Detalhes na conformação do crânio e no DNA acabam de revelar uma nova espécie de mamífero marinho na América do Sul. Trata-se do lobo-marinho peruano, um bicho cujos primos são velhos conhecidos nas praias do extremo sul do Brasil. O animal andou sendo empurrado para as raias da extinção por causa do fenômeno El Niño, mas a descoberta de que ele é uma espécie distinta pode ajudar a priorizar sua proteção.
Segundo a bióloga Larissa Oliveira, o batismo científico do novo lobo-marinho pode acontecer em meados deste ano. “Ainda precisamos acertar alguns detalhes da publicação”, diz Oliveira, que prefere manter o mistério sobre o nome oficial da espécie. A única certeza é que seu “primeiro nome”, o do gênero, será Arctocephalus, assim como o de seus parentes próximos já descritos pela ciência.
Pesquisadora do Grupo de Estudos de Mamíferos Aquáticos do Rio Grande do Sul (Gemars) e pós-doutoranda da Pontifícia Universidade Católica (PUC-RS), Oliveira é a principal “madrinha” desse batismo. Ela visitou a população de lobos-marinhos do Peru em 1996, justamente o ano em que aconteceu um dos piores El Niños já registrados.
Hecatombe
Sorte da bióloga, azar dos lobos-marinhos: “Morreram muitos filhotes”, lamenta ela. O que acontece é que o El Niño gera um aquecimento anormal das águas do oceano Pacífico. Com isso, as águas frias, ricas em peixe, desaparecem da costa peruana, levando os mamíferos à morte por inanição. Os mais vulneráveis são justamente os bebês, que dependem da mãe para alimentá-los. O resultado da bagunça climática foi a queda da população dos bichos de quase 25 mil para pouco mais de 8.000.

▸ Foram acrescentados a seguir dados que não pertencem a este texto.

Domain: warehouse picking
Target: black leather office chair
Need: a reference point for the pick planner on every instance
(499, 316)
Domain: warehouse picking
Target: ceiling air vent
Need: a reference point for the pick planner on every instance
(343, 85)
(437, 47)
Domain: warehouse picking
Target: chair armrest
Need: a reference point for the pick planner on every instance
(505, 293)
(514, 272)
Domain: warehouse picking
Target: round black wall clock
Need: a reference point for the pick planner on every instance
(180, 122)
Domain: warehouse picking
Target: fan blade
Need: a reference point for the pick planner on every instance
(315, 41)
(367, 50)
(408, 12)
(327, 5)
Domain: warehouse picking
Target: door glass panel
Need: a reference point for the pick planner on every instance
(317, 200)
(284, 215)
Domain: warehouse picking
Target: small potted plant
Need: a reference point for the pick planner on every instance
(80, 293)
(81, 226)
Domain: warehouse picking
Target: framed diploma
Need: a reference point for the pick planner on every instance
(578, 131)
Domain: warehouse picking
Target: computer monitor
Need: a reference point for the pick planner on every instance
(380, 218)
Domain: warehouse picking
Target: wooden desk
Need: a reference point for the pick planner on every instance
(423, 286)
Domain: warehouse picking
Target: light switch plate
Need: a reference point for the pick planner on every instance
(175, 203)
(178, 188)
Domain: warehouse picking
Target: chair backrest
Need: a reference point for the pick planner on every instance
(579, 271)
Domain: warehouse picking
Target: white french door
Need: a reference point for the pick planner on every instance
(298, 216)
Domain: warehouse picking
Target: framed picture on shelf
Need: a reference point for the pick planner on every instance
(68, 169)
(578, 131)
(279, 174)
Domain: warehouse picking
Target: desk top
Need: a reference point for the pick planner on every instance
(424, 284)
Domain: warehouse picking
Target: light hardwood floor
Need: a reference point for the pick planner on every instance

Trio de lobos-marinhos peruanos faz charme à beira-mar
Os resultados não podiam ser mais claros: os bichos do Peru parecem ser primos de segundo ou terceiro grau quando comparados ao parentesco muito mais próximo entre os lobos-marinhos dos demais lugares. Os machos da espécie peruana têm cabeça bem maior, e de formato diferente, e a divergência presente no DNA é maior do que a que existe entre duas espécies já descritas do mesmo gênero, o Arctocephalus.
Além desses detalhes mais palpáveis, há outras razões para distinguir uma espécie da outra. Uma delas é o maior tamanho das fêmeas peruanas, cuja diferença em relação aos machos não é tão gritante quanto a dos bichos do Atlântico. Esses últimos, aliás, acasalam-se num sistema de harém capaz de deixar qualquer príncipe árabe feliz: após lutar ferozmente, o vencedor pode arrebanhar até umas 15 fêmeas. Já os lobos-marinhos do Peru são menos adeptos do combate.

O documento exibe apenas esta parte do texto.